Supongo que por eso, cuando veo adolescentes responsables, buenos y educados me invade un sentimiento agradable, como de alegría, y en seguida pienso, “espero que mi hijo Javier vaya a ser así”. Sin embargo, súbitamente, esa bonita sensación se transforma en un sabor agridulce al pensar que es una pena sorprenderse por lo que en sí ya tendría que ser.
Hoy en día, como si de linces ibéricos u osos pandas se tratara, encontrar esos adolescentes que te piden las cosas por favor, te ceden el sitio, te dejan pasar primero, se preocupan por los demás o asumen sus propias responsabilidades (y consecuencias), esos, en definitiva, en peligro de extinción, parece haberse convertido en la excepción y no en esa norma que debería imperar.
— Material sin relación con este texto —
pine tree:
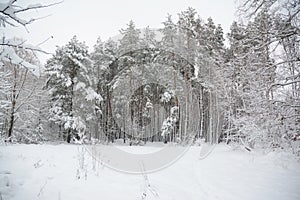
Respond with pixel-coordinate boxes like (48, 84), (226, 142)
(46, 36), (100, 142)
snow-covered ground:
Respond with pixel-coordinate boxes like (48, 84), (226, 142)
(0, 144), (300, 200)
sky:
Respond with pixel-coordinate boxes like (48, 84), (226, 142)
(0, 0), (237, 62)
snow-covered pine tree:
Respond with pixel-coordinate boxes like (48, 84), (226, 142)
(46, 36), (101, 142)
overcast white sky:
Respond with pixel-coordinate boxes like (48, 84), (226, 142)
(1, 0), (236, 62)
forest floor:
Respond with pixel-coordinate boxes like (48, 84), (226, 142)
(0, 144), (300, 200)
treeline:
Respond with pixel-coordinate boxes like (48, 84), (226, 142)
(0, 1), (300, 151)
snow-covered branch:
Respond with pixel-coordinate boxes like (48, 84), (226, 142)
(0, 0), (62, 27)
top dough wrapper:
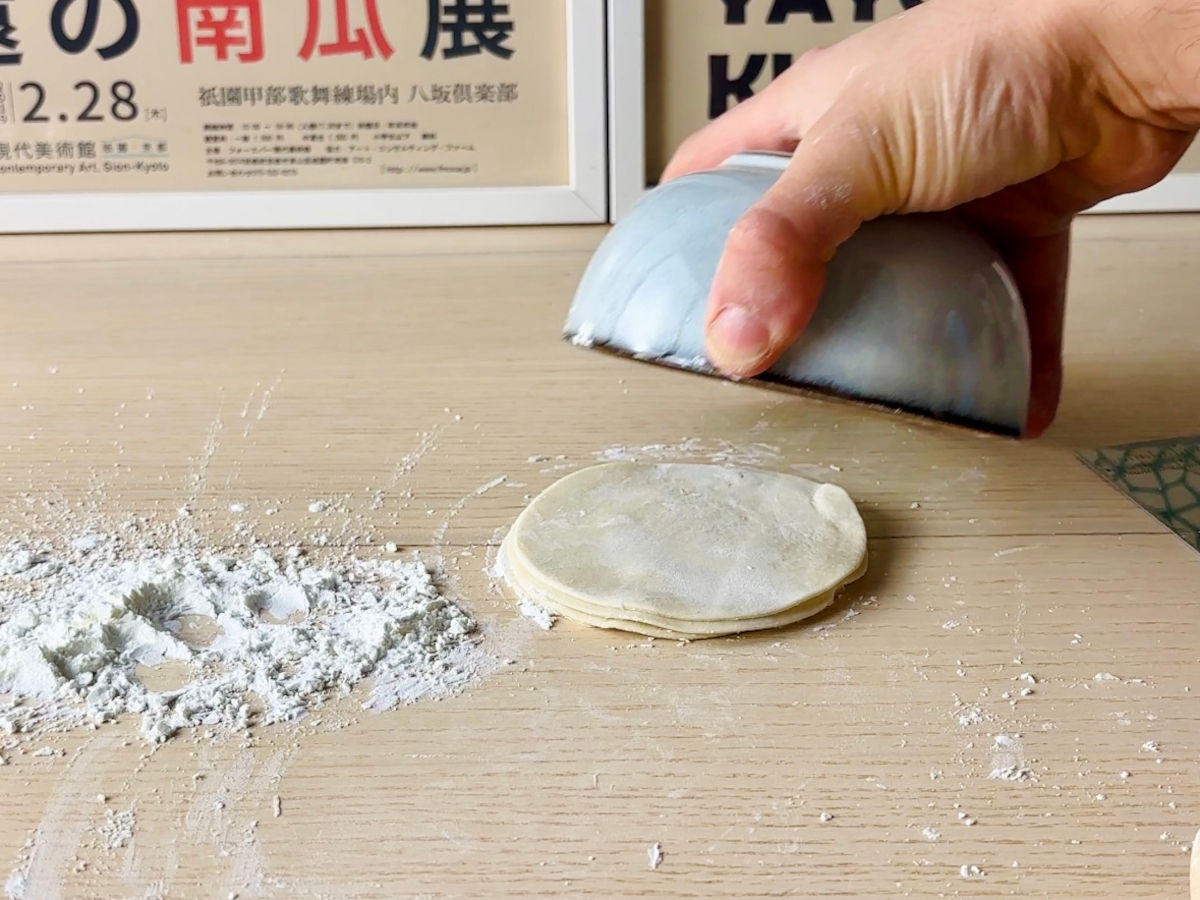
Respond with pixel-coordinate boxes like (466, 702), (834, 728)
(502, 462), (866, 623)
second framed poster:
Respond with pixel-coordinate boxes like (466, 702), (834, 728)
(610, 0), (1200, 217)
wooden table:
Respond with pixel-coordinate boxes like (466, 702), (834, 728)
(0, 217), (1200, 900)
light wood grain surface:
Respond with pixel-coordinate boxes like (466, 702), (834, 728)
(0, 217), (1200, 899)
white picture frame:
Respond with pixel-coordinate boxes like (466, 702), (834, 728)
(0, 0), (608, 234)
(607, 0), (1200, 223)
(607, 0), (647, 222)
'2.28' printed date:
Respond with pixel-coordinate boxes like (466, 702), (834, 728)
(19, 82), (138, 124)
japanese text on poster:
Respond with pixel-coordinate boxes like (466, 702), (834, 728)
(0, 0), (569, 193)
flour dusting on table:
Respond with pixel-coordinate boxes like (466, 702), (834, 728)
(0, 527), (482, 743)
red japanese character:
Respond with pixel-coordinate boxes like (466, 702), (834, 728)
(300, 0), (392, 59)
(175, 0), (263, 62)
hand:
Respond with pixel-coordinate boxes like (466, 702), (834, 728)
(664, 0), (1200, 436)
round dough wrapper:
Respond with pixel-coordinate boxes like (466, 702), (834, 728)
(502, 462), (866, 635)
(499, 544), (865, 640)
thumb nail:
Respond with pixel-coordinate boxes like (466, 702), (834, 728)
(708, 306), (770, 374)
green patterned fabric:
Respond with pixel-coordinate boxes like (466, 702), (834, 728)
(1079, 437), (1200, 550)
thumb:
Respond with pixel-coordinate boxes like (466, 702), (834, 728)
(706, 119), (900, 378)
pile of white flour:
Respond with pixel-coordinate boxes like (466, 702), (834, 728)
(0, 529), (480, 743)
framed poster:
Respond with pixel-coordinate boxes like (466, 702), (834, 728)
(0, 0), (608, 233)
(610, 0), (1200, 216)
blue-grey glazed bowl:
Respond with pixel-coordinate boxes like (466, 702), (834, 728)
(565, 154), (1031, 434)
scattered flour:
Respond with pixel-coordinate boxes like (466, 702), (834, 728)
(100, 806), (138, 850)
(646, 844), (665, 869)
(517, 600), (554, 631)
(0, 528), (482, 743)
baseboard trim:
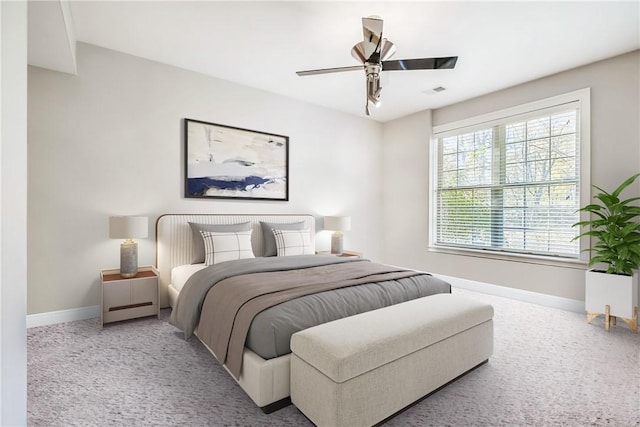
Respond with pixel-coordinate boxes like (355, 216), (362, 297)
(27, 274), (585, 328)
(27, 305), (100, 329)
(434, 274), (585, 313)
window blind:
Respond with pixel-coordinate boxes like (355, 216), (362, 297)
(434, 101), (581, 258)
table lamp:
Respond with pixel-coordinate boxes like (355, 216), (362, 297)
(324, 216), (351, 254)
(109, 216), (149, 278)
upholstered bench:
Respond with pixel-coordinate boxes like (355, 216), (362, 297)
(291, 294), (493, 426)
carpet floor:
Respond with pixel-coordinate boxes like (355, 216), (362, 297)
(27, 289), (640, 427)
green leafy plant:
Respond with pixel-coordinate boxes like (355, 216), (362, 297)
(573, 173), (640, 276)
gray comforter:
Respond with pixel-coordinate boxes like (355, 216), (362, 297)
(170, 256), (451, 359)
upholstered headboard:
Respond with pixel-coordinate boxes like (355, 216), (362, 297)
(156, 214), (316, 307)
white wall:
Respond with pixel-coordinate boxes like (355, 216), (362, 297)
(383, 51), (640, 306)
(0, 2), (27, 426)
(28, 44), (382, 314)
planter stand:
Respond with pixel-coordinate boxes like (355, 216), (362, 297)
(587, 304), (638, 334)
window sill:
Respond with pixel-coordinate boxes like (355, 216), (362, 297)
(427, 246), (589, 270)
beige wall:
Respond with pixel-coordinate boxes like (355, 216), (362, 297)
(383, 51), (640, 300)
(28, 44), (382, 314)
(0, 2), (27, 426)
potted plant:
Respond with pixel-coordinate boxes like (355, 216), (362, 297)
(573, 173), (640, 333)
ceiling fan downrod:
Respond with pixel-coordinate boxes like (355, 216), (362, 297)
(365, 63), (382, 116)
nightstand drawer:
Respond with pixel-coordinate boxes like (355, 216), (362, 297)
(102, 280), (131, 311)
(131, 277), (158, 305)
(100, 266), (160, 325)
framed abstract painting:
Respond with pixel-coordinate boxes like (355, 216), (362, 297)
(184, 119), (289, 201)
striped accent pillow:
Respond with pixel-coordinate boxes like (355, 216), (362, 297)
(273, 229), (315, 256)
(200, 230), (254, 265)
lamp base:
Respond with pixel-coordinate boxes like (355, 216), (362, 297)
(331, 231), (342, 254)
(120, 239), (138, 279)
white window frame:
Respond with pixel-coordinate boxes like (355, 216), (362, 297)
(428, 88), (591, 265)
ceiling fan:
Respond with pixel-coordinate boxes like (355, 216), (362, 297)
(296, 16), (458, 116)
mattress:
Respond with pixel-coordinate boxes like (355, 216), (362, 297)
(169, 256), (451, 359)
(171, 263), (206, 292)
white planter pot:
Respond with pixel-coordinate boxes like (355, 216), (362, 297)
(584, 270), (638, 319)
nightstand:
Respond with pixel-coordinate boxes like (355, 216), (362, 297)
(100, 266), (160, 326)
(316, 251), (362, 258)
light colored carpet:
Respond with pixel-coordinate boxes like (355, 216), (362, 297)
(28, 289), (640, 427)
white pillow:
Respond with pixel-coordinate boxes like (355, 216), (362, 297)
(273, 229), (315, 256)
(200, 230), (254, 265)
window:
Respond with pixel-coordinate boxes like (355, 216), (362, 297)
(431, 89), (589, 259)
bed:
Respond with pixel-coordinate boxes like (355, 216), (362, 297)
(156, 214), (450, 412)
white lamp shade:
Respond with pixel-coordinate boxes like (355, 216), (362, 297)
(109, 216), (149, 239)
(324, 216), (351, 231)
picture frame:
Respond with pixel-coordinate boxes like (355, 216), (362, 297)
(184, 118), (289, 201)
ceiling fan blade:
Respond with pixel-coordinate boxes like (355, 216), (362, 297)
(296, 65), (364, 76)
(351, 42), (367, 65)
(382, 56), (458, 71)
(362, 16), (382, 62)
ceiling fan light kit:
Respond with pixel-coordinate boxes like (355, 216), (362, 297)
(296, 16), (458, 116)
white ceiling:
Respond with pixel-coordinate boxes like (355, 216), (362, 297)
(29, 1), (640, 122)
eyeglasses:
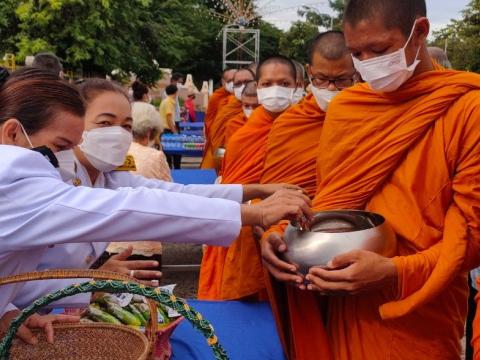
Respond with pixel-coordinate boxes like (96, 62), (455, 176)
(233, 80), (252, 88)
(310, 76), (356, 90)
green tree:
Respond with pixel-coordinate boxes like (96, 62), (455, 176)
(432, 0), (480, 72)
(258, 21), (283, 59)
(280, 21), (319, 64)
(298, 0), (345, 30)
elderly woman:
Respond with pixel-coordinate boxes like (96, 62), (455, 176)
(102, 91), (172, 270)
(128, 103), (172, 181)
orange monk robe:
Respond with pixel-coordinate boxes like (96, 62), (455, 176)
(210, 95), (243, 152)
(260, 94), (331, 360)
(224, 111), (248, 146)
(200, 87), (230, 169)
(312, 70), (480, 360)
(198, 107), (280, 300)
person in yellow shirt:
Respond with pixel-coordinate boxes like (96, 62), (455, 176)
(159, 85), (182, 169)
(160, 85), (178, 134)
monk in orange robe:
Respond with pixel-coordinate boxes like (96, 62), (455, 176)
(260, 31), (357, 359)
(210, 69), (255, 172)
(198, 57), (296, 300)
(262, 0), (480, 360)
(225, 81), (259, 146)
(200, 69), (236, 169)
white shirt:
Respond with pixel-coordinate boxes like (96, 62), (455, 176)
(0, 145), (241, 317)
(15, 155), (243, 309)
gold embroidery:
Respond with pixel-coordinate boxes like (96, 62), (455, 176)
(114, 155), (137, 171)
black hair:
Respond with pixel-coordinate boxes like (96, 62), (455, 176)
(256, 55), (297, 83)
(172, 73), (185, 81)
(343, 0), (427, 37)
(0, 67), (85, 135)
(0, 66), (10, 87)
(242, 81), (257, 97)
(32, 52), (63, 76)
(165, 85), (178, 95)
(308, 30), (350, 65)
(233, 67), (255, 81)
(132, 80), (148, 101)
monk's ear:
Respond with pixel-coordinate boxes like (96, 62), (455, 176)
(413, 17), (430, 48)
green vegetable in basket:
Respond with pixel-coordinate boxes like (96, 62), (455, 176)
(107, 303), (142, 326)
(157, 306), (170, 325)
(127, 304), (147, 326)
(133, 303), (150, 321)
(88, 304), (121, 325)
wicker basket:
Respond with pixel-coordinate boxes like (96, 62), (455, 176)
(0, 270), (228, 360)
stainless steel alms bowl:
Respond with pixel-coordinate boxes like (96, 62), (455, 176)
(283, 210), (397, 274)
(214, 148), (225, 159)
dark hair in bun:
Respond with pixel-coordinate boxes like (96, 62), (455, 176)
(0, 66), (10, 87)
(132, 80), (148, 101)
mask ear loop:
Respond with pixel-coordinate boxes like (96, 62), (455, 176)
(18, 121), (34, 149)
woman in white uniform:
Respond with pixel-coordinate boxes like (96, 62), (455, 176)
(15, 79), (300, 308)
(0, 69), (311, 341)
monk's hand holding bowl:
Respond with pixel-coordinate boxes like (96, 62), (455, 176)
(241, 190), (313, 228)
(306, 250), (397, 295)
(261, 232), (306, 290)
(243, 184), (306, 202)
(0, 310), (80, 345)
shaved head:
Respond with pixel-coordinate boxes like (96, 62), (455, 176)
(427, 46), (452, 69)
(248, 62), (258, 75)
(242, 81), (257, 97)
(308, 31), (350, 64)
(257, 55), (297, 81)
(344, 0), (427, 38)
(293, 60), (305, 87)
(222, 68), (237, 82)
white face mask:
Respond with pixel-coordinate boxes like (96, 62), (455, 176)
(292, 88), (305, 104)
(243, 106), (253, 119)
(225, 81), (233, 94)
(312, 86), (340, 112)
(55, 149), (76, 182)
(352, 22), (420, 92)
(257, 86), (295, 113)
(233, 85), (245, 101)
(80, 126), (132, 172)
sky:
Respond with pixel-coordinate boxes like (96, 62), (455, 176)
(258, 0), (470, 30)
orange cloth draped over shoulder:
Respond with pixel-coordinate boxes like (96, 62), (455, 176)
(225, 110), (248, 146)
(200, 87), (230, 169)
(260, 94), (331, 360)
(312, 70), (480, 360)
(198, 107), (275, 300)
(210, 95), (243, 152)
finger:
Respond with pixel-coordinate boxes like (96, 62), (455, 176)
(129, 270), (162, 280)
(43, 322), (54, 344)
(125, 260), (160, 268)
(309, 267), (352, 282)
(306, 275), (353, 294)
(327, 250), (360, 269)
(110, 246), (133, 261)
(264, 262), (303, 285)
(262, 245), (297, 273)
(17, 325), (38, 345)
(138, 280), (160, 287)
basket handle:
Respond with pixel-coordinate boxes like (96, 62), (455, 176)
(0, 269), (158, 353)
(0, 270), (228, 360)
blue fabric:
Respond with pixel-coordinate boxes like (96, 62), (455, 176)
(179, 121), (205, 130)
(172, 169), (217, 185)
(171, 300), (286, 360)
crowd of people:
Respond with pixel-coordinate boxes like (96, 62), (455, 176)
(0, 0), (480, 360)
El pasado fin de semana, en una comida con amigos, se juntó esa deformación profesional con el Mar de Frades y con mi convicción de que es tan o más importante elogiar lo que nos gusta como criticar lo que no. En un breve kit kat entre plato y plato, felicité a mi vecino Ángel por los hijos que tiene: “¡Qué bien educados, qué responsables y qué buenas personas parecen tus hijos, Ángel”. Y él, con una sonrisa me respondió: “¡Nuestro trabajo nos ha llevado!”. Además de decirme lo orgulloso que estaba de ellos, me explicó que había sido fruto de tiempo (mucho tiempo), dedicación (mucha dedicación) y diálogo (mucho diálogo). “Cuesta y mucho, pero hay que acompañarles y enseñarles a ser fuertes y superar sus propios obstáculos para ser felices”.
¿Cómo es posible que hoy en día con todo lo que les damos quieran más? ¿Cómo es posible que hoy con tanto apoyo necesiten más? ¿Cómo es posible que con las mejores intenciones obtengamos muchas veces los peores resultados? Pues eso, paradojas de la educación.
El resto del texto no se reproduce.